I started in June 2009 by filling out the application. The first part was a bunch of personal questions with some essays. That was followed by a questionnaire where you yes/no pretty much every medical problem imaginable. A few weeks later I got a call from a recruiter in NYC. I interviewed with him, and he gave me more paperwork to do–background check stuff, fingerprints, questions about my farming expertise, my relationship, etc. After chewing on that, in December I got a call stating there was a position in Sub-Saharan Africa I could be nominated for. I didn’t want to go to Africa (which was a bad decision in retrospect–I love it here), but the recruiter said I had to hurry up and jump on it because who knew when another nomination that matched my skills would come up…
I think he was yanking me, as I’ve since heard recruiters have quotas and such. But whatever.
After nomination, medical begins. Being a cheapo, I decided to do my medical through the Veterans Administration, the other option being to pay for the medical exam and get reimbursed a portion of the costs. The main reason I went to the VA was I did not want to pay for the dental exam with full x-rays. I ended up going to the VA at least 3 times, followed by a trip to a private doctor for a Polio booster. I got X-rayed, vaccinated, blood-worked, examined, poked, prodded, etc. Because I had seen a psychologist (about nothing really, I never got meds or anything), I had to have her do a massive set of paperwork to determine my level of crazy. I shipped my paperwork off to Peace Corps, and it came back needing more information.

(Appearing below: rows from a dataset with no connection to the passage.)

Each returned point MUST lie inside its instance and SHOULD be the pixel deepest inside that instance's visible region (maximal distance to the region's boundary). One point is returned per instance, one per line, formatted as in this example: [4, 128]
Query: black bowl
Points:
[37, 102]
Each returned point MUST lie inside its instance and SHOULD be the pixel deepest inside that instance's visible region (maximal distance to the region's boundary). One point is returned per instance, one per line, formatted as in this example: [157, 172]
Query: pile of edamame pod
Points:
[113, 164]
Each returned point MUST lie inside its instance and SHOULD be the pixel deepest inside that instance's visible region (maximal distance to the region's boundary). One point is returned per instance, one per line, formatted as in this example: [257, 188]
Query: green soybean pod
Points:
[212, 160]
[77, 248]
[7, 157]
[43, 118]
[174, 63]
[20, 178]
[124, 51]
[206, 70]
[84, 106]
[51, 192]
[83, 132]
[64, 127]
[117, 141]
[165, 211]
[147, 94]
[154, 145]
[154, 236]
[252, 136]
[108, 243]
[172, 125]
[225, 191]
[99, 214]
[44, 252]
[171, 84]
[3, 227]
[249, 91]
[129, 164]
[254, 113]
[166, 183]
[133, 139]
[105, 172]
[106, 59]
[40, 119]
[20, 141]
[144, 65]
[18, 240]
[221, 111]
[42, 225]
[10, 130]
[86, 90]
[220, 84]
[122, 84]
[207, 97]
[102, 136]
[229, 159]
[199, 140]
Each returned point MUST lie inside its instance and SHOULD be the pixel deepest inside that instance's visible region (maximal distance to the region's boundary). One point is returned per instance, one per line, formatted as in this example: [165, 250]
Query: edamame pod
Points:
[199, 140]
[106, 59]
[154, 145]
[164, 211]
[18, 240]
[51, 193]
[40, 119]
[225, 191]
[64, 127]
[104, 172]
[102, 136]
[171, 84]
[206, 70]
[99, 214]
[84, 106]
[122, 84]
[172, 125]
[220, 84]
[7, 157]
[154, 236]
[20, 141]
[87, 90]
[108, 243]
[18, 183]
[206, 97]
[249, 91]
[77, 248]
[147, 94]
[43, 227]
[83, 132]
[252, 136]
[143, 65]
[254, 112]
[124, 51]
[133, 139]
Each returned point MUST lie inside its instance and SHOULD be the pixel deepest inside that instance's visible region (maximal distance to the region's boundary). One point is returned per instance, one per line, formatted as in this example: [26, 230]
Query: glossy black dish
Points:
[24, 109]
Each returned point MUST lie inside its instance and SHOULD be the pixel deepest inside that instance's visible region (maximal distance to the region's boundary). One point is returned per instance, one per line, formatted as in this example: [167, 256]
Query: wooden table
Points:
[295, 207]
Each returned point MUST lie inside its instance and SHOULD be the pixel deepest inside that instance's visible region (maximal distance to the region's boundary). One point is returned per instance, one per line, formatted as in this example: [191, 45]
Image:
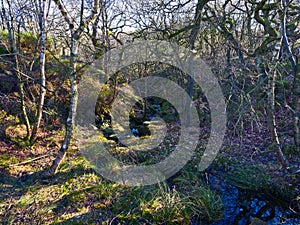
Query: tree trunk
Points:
[42, 70]
[75, 36]
[72, 111]
[14, 51]
[296, 82]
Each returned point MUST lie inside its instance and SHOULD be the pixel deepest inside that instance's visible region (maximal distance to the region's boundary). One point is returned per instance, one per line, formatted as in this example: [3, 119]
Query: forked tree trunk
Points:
[75, 36]
[42, 70]
[72, 111]
[9, 19]
[296, 82]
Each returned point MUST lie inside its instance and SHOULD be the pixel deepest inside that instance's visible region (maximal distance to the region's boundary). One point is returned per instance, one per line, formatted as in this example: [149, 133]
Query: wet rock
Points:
[257, 221]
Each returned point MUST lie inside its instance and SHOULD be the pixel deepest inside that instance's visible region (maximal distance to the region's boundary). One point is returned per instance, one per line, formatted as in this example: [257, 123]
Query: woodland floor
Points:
[78, 195]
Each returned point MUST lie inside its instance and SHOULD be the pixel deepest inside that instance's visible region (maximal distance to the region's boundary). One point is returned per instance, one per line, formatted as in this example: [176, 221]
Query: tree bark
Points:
[16, 66]
[296, 82]
[75, 36]
[42, 70]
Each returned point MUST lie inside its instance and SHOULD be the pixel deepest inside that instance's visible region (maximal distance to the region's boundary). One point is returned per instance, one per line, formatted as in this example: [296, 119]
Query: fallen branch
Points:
[30, 160]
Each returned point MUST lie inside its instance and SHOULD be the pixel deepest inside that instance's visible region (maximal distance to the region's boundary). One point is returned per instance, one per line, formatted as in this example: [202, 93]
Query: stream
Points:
[242, 206]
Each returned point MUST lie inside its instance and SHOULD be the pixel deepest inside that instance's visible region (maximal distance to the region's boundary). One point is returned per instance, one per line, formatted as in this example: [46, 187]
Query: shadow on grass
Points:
[17, 186]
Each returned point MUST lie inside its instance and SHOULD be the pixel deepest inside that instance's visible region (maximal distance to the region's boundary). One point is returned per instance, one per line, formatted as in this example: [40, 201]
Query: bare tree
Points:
[42, 20]
[75, 34]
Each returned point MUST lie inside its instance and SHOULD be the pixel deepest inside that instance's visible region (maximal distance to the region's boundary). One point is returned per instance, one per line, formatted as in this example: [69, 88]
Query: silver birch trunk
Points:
[42, 69]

My second round of medical paperwork came back about a month later (March?). I was too fat, had too many ear aches, had a bad knee, and was too crazy. I had to write an essay about how I wasn’t crazy, saw a physical medicine specialist who said my knee was fine and I wasn’t too fat, saw an ENT who said my ears were fine, and shipped it off again. It came back again because of my ears. I returned to the ENT who wrote another consult saying my ears were fine. I finally passed medical.
I thought I was in the clear, but at the very end of May (my nominated position was to ship out in July!), I got an email from the Peace Corps asking me to fill out another questionnaire about my relationship as well as a new form about my past issues with alcohol. My past issue with alcohol was a self-reported incident where I got caught with a can of beer when I was 16. So I filled out the paperwork, which was mostly about how I was an alcoholic and possibly a drug addict. Thanks US Government! (Little did I know then how many Peace Corps Volunteers do slip into alcoholism...)

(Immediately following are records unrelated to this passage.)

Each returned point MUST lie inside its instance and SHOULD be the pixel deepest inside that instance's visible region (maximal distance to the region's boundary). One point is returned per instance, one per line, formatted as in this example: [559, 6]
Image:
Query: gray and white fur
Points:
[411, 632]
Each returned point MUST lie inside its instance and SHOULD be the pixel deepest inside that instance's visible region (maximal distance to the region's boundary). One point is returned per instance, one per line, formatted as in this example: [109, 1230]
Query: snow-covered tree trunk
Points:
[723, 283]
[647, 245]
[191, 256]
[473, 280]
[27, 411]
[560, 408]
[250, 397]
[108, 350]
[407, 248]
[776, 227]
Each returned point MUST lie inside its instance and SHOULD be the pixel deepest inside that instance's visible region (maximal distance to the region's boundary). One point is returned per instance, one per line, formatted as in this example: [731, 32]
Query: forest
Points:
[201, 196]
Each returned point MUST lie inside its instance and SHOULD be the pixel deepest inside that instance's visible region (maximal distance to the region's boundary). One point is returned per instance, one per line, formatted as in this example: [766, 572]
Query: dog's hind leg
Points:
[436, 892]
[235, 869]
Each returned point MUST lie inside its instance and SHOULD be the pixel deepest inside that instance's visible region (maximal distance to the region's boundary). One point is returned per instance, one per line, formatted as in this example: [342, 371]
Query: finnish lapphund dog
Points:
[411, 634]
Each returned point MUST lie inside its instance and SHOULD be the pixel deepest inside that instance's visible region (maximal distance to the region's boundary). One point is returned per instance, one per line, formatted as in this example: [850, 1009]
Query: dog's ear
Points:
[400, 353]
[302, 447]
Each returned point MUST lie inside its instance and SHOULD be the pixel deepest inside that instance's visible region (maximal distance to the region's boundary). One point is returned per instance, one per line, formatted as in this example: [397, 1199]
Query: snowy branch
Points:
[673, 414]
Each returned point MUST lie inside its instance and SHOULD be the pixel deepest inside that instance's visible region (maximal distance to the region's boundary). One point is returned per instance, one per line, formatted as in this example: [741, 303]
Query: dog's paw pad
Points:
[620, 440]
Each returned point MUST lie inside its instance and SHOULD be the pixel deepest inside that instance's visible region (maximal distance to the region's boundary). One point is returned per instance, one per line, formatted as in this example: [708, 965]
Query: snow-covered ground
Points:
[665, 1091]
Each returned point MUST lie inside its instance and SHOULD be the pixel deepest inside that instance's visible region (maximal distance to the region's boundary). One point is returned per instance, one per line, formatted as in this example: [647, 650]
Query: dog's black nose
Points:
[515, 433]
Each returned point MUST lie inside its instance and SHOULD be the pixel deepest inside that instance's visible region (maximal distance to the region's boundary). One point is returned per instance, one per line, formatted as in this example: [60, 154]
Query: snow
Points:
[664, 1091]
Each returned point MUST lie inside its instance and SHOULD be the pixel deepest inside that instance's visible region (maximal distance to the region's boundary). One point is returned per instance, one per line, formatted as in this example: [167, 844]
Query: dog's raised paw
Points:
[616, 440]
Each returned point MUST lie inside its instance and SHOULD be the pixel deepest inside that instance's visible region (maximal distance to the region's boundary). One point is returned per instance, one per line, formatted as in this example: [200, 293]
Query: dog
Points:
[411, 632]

In late May/early June I was informed I had made the cut. A few days later, my invitation to South Africa arrived. It was stuffed full of information about what I would do in South Africa (information that ended up being about 70% incorrect–but since most volunteers have a lot of independence about what work they do, this is to be expected) and more paperwork, mostly related to passports, visas, legal stuff, insurance, etc. I did it all as fast as I could. And on July 12th 2010 (I think), I showed up for staging at a city on the east coast.

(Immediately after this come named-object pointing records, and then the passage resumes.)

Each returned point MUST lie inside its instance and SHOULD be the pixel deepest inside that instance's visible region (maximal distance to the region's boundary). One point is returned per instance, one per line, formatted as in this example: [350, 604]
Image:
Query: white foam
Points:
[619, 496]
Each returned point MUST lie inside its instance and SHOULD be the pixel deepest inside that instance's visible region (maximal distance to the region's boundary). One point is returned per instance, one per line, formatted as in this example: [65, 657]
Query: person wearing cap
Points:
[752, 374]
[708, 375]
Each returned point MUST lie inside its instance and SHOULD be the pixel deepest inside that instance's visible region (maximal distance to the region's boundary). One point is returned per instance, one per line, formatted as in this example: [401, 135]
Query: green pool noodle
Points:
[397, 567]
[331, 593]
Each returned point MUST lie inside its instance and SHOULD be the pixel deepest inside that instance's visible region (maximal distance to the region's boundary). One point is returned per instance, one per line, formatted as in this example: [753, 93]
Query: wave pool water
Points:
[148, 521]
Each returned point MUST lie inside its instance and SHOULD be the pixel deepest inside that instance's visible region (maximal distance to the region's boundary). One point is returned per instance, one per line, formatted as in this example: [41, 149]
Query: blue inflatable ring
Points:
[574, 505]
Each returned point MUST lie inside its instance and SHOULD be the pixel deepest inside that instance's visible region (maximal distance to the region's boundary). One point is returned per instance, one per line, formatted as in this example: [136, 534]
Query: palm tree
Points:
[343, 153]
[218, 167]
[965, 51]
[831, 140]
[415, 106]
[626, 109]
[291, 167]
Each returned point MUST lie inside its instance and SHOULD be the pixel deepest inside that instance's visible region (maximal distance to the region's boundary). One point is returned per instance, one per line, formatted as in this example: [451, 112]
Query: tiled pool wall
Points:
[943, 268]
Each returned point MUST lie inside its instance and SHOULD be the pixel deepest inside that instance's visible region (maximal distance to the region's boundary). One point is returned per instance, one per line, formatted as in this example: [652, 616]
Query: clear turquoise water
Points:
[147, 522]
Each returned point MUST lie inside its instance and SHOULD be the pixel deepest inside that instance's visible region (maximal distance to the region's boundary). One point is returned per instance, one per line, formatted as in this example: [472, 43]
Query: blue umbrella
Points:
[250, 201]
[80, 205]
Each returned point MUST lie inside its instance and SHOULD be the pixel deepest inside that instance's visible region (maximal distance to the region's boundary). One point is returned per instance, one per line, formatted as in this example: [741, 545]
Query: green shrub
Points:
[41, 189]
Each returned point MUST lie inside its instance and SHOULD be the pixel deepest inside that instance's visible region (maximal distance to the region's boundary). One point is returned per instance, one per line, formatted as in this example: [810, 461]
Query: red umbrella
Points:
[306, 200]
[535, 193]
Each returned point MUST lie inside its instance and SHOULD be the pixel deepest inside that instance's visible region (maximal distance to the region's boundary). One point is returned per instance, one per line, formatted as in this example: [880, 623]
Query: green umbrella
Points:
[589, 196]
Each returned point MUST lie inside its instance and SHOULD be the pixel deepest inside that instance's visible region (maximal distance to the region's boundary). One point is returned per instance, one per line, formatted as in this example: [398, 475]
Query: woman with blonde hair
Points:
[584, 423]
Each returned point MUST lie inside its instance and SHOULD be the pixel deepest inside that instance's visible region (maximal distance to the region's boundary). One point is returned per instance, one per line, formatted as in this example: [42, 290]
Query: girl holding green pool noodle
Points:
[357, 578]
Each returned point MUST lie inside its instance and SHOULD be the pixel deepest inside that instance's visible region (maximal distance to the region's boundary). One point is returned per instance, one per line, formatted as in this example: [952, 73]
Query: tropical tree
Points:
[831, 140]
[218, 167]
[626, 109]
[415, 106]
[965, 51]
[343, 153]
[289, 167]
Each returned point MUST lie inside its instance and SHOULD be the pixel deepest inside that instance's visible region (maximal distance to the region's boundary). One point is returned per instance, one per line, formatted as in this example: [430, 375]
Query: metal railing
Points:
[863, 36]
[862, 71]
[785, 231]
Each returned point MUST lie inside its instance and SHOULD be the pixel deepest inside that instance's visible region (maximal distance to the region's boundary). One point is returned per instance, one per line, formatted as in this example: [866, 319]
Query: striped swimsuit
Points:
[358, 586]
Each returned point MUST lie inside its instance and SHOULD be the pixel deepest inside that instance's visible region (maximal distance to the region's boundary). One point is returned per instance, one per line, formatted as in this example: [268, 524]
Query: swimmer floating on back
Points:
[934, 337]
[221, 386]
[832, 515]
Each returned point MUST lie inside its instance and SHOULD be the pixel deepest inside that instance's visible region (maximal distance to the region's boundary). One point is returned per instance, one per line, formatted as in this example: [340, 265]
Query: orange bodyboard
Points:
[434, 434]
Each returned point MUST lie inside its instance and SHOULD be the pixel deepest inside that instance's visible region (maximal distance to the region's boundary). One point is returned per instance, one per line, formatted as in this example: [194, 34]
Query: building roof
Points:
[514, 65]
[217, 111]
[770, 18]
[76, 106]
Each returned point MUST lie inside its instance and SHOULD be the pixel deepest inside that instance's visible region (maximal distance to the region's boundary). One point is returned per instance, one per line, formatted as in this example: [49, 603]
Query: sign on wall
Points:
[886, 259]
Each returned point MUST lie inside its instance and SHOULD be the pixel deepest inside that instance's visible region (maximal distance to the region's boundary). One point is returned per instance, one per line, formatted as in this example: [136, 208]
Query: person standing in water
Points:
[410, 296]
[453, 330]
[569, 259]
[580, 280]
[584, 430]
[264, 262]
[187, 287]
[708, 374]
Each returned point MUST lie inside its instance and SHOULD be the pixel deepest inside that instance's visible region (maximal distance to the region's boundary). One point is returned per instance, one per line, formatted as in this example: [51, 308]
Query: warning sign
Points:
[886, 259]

Staging was fun and relatively informal. You spend a few nights in a hotel with your group of volunteers (I think there were 52 of us then), living large on your US Government per diem (like 60 bucks a day I think!) that we all should have saved but mostly drank. You do some easy sessions with US-based Peace Corps staff. But mostly, we just got to know one another. On Wednesday, the 14th, we awoke early for a bus to the airport, where we arrived 2 hours before we could even check in. 8 hours later we were in the air, on our way to South Africa!